Relationship building is a key ingredient in the creation of successful workplaces. It is important… but we don’t always have to make a huge project out of it.
Sometimes, we simply have to talk to each other. What a concept!
What’s your take on casual conversation in the workplace? Do you encourage it? Do you participate in it? Or, do you choose not to involve yourself in idle talk?
Indeed, some might think that spending time shooting the breeze with people about this and that, serves little purpose but to waste time. I think that having conversations, even of the most casual kind, with the people you work with, is important.
As a leader, when you engage in conversation with colleagues and team members, you are giving yourself, and your organisation, an opportunity to know them beyond what is written on their resumes
If you think it is not important to know people as long as they do the job, then you could be missing something. After all, as a leader it is your job to know what you have to work with in terms of resources. That goes for the humankind as well. Having casual conversations with the people you lead allows you the opportunity to know more about their talents, experiences and skills, and helps you to see not only their present capability but possibly their future potential too.
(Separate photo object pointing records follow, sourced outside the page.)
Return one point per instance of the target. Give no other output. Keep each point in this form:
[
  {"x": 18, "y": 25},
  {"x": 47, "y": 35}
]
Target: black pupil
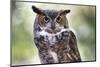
[{"x": 46, "y": 19}]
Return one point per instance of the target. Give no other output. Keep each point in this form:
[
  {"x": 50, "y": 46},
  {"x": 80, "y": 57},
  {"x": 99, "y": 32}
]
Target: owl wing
[{"x": 73, "y": 53}]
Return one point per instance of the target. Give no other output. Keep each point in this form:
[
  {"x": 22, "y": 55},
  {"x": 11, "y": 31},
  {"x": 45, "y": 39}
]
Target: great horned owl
[{"x": 55, "y": 41}]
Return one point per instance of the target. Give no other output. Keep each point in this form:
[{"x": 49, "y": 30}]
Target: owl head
[{"x": 52, "y": 21}]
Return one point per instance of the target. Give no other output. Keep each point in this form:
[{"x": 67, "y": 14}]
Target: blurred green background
[{"x": 82, "y": 19}]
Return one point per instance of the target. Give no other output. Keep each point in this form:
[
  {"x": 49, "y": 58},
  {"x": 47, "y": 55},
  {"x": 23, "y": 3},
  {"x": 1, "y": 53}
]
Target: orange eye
[
  {"x": 58, "y": 19},
  {"x": 46, "y": 19}
]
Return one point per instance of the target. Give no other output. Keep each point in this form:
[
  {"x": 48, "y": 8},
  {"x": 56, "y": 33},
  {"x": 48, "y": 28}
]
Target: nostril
[{"x": 52, "y": 27}]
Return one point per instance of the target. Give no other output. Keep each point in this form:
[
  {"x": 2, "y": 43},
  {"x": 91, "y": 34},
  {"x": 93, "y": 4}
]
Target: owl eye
[
  {"x": 46, "y": 19},
  {"x": 58, "y": 19}
]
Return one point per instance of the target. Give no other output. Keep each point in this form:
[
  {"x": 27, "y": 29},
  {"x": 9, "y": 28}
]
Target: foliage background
[{"x": 81, "y": 18}]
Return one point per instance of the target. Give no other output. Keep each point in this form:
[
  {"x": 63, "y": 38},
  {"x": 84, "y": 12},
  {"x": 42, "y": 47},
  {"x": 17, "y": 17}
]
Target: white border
[{"x": 5, "y": 33}]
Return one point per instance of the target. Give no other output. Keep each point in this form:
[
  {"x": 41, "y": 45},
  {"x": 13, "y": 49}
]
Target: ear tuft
[
  {"x": 36, "y": 10},
  {"x": 66, "y": 11}
]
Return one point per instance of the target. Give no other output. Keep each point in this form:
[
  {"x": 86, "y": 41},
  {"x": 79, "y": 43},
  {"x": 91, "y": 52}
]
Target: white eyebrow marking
[{"x": 54, "y": 55}]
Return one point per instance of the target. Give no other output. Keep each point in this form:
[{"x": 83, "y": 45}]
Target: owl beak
[{"x": 53, "y": 26}]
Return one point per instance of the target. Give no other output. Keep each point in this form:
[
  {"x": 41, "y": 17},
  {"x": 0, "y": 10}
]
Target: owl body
[{"x": 56, "y": 43}]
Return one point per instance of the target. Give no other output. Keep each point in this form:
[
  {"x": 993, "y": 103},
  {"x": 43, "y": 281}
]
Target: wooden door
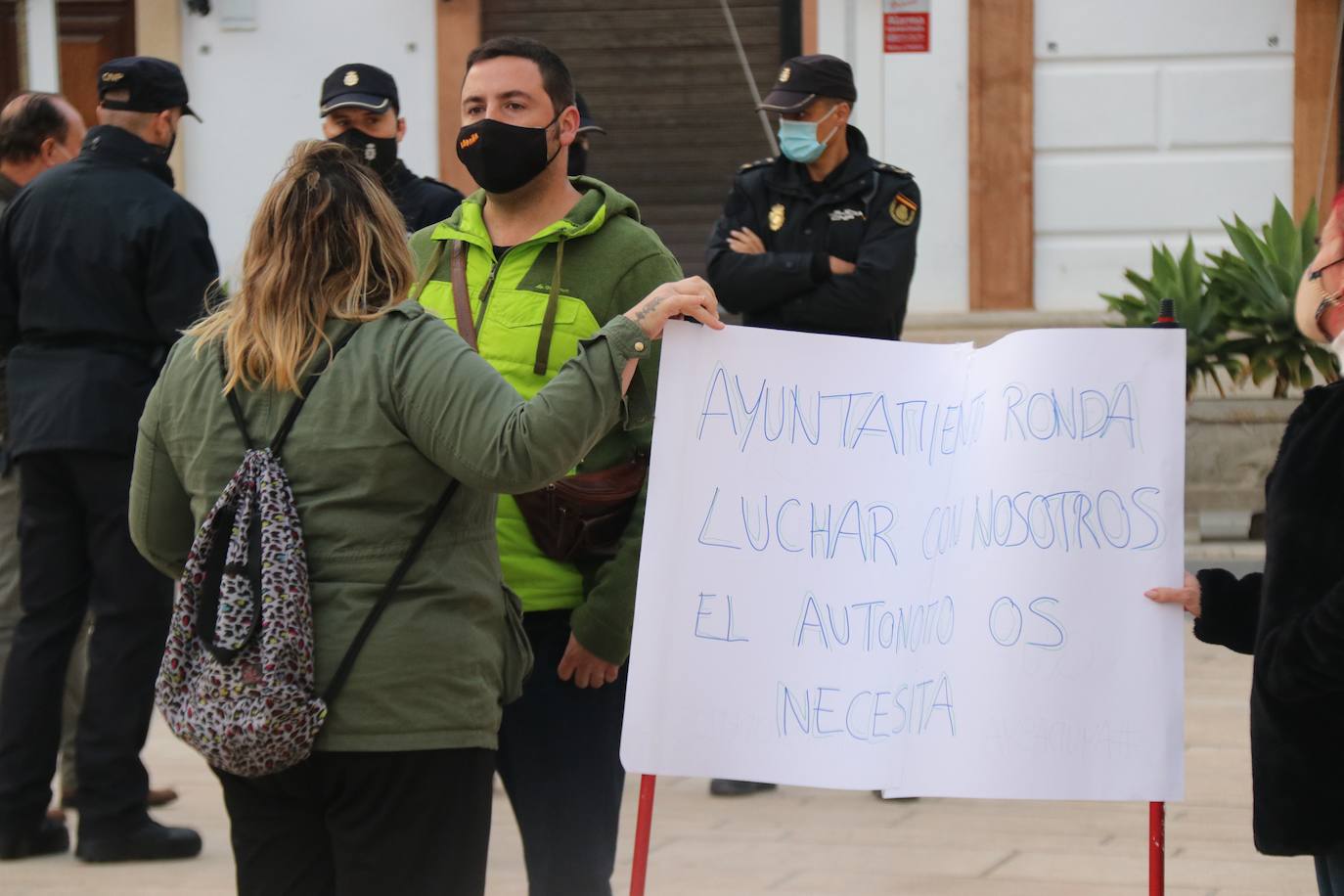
[{"x": 92, "y": 32}]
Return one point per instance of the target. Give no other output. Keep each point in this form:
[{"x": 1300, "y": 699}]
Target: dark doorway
[{"x": 663, "y": 78}]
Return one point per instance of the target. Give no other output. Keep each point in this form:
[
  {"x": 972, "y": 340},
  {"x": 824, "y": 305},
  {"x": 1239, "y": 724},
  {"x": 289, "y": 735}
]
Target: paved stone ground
[{"x": 802, "y": 842}]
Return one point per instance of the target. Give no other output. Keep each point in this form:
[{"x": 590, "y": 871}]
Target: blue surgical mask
[{"x": 798, "y": 139}]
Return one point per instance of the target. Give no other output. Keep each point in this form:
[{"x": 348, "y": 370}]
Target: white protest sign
[{"x": 915, "y": 567}]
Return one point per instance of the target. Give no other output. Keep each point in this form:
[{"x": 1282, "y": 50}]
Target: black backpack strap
[
  {"x": 347, "y": 662},
  {"x": 276, "y": 443},
  {"x": 233, "y": 400}
]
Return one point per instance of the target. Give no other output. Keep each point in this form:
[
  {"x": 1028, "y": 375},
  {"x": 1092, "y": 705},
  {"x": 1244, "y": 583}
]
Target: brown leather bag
[{"x": 578, "y": 517}]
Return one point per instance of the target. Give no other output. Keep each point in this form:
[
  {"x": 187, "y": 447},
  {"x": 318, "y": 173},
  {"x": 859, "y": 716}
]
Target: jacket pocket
[{"x": 517, "y": 649}]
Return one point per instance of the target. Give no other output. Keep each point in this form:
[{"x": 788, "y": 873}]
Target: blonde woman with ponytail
[{"x": 397, "y": 795}]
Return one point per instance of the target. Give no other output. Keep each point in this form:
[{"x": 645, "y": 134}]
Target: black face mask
[
  {"x": 503, "y": 157},
  {"x": 378, "y": 154}
]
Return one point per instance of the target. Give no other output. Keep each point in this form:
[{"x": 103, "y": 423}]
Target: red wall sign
[{"x": 905, "y": 25}]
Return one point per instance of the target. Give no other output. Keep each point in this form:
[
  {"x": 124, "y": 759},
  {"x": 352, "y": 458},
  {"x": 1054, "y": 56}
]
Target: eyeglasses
[{"x": 1328, "y": 299}]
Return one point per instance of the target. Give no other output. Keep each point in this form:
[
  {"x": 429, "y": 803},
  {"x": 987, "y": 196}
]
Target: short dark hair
[
  {"x": 23, "y": 132},
  {"x": 556, "y": 74}
]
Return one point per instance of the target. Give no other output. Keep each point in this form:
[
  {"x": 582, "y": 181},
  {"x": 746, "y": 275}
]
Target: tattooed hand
[{"x": 690, "y": 297}]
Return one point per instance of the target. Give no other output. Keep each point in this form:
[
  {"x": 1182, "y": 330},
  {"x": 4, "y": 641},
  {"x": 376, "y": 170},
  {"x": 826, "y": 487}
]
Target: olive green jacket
[
  {"x": 405, "y": 406},
  {"x": 534, "y": 304}
]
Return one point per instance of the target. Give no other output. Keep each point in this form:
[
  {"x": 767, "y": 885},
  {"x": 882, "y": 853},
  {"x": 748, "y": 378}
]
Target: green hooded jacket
[{"x": 599, "y": 261}]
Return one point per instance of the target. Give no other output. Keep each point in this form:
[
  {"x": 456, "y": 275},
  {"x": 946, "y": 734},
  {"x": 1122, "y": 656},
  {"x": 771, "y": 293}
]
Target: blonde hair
[{"x": 327, "y": 242}]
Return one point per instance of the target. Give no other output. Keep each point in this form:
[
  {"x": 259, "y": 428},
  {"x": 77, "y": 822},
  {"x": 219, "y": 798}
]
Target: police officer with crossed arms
[
  {"x": 360, "y": 111},
  {"x": 822, "y": 238}
]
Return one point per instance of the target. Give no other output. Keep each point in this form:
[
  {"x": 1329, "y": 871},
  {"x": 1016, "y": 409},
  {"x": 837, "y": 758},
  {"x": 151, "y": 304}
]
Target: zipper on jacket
[{"x": 487, "y": 288}]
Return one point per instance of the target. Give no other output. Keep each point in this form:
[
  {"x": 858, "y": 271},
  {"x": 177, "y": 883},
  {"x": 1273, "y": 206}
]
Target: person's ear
[
  {"x": 47, "y": 152},
  {"x": 568, "y": 125}
]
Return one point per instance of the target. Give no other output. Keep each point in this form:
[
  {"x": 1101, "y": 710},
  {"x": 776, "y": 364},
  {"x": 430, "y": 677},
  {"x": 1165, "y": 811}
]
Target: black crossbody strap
[{"x": 347, "y": 662}]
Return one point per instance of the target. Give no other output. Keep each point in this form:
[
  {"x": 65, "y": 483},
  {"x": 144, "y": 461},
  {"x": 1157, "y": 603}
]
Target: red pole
[
  {"x": 643, "y": 825},
  {"x": 1156, "y": 849}
]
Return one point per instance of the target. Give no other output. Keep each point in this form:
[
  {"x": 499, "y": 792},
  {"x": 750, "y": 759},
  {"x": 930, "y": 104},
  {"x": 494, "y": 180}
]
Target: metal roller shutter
[{"x": 664, "y": 81}]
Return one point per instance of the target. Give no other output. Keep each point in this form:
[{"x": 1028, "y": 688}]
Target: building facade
[{"x": 1053, "y": 140}]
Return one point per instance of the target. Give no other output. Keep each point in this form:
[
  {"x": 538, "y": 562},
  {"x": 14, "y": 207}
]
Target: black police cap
[
  {"x": 358, "y": 86},
  {"x": 152, "y": 85},
  {"x": 804, "y": 78}
]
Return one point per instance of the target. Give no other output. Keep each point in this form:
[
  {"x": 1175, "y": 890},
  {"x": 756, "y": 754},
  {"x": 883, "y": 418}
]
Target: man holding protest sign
[
  {"x": 523, "y": 270},
  {"x": 822, "y": 240}
]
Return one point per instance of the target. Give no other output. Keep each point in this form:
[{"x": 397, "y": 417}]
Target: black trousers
[
  {"x": 1329, "y": 872},
  {"x": 356, "y": 824},
  {"x": 75, "y": 555},
  {"x": 560, "y": 763}
]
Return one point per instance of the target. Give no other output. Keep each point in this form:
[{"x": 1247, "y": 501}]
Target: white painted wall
[
  {"x": 257, "y": 92},
  {"x": 913, "y": 111},
  {"x": 1153, "y": 121},
  {"x": 42, "y": 43}
]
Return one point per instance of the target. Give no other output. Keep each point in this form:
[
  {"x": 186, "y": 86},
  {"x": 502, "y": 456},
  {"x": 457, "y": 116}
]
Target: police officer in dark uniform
[
  {"x": 823, "y": 238},
  {"x": 820, "y": 240},
  {"x": 579, "y": 148},
  {"x": 360, "y": 109},
  {"x": 101, "y": 266}
]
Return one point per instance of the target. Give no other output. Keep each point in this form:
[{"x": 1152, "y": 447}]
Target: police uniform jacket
[
  {"x": 866, "y": 212},
  {"x": 101, "y": 266},
  {"x": 423, "y": 201}
]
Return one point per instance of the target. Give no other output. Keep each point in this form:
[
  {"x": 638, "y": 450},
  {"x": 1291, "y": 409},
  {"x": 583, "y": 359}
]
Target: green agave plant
[
  {"x": 1260, "y": 283},
  {"x": 1236, "y": 308},
  {"x": 1186, "y": 281}
]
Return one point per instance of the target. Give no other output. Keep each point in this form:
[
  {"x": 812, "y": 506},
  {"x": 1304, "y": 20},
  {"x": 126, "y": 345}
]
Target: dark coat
[
  {"x": 423, "y": 201},
  {"x": 1292, "y": 617},
  {"x": 101, "y": 266},
  {"x": 866, "y": 212}
]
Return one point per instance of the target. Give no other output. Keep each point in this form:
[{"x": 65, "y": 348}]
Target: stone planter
[{"x": 1230, "y": 448}]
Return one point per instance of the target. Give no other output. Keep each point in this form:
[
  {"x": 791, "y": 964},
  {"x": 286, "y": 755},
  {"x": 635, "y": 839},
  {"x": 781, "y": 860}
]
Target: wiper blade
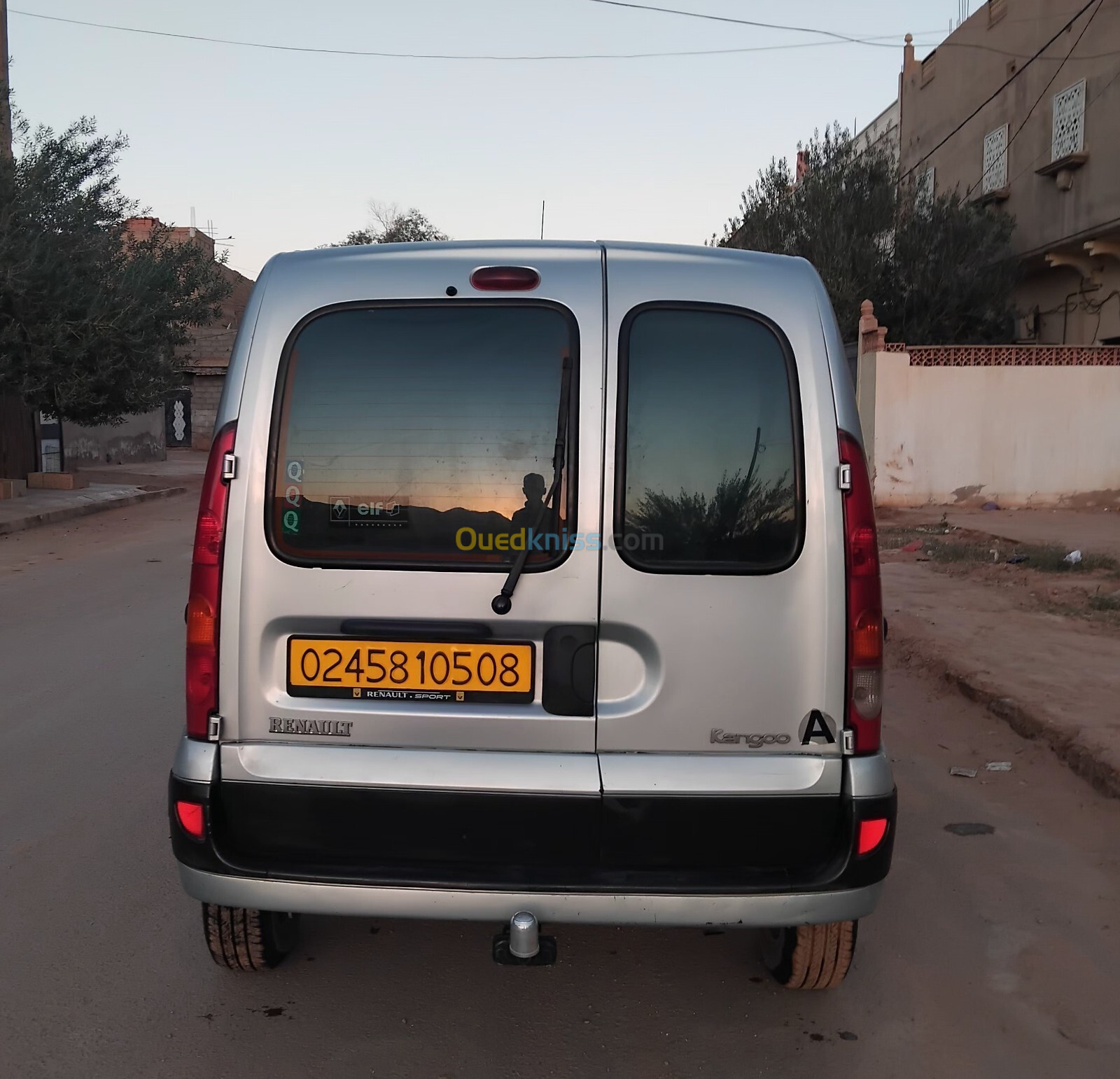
[{"x": 503, "y": 602}]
Casual conversations can serve as the glue that brings people together and builds strength in team or company relationships
If you discourage people on your team or in your department from engaging in casual conversations in the hope that they will spend more time doing their jobs, you could also be missing something. Encouraging the development of relationships among people who work together on a daily basis can build strength and a sense of common purpose. In my experience, people who know each other on a more personal level are more likely to want to support each other when it comes to getting the work done, especially when the going gets tough.
Leaders who engage in everyday conversations with those they lead invariably reveal something of themselves that takes them from the realm of “boss” to the more level place of “boss who is also human”
If you want people to participate with you in achieving collective goals and to make contributions that go beyond simply doing what they are told, you must put something of yourself into the mix. People will only share information about themselves with you easily, if you show that you are willing to meet them halfway and share something of yourself too.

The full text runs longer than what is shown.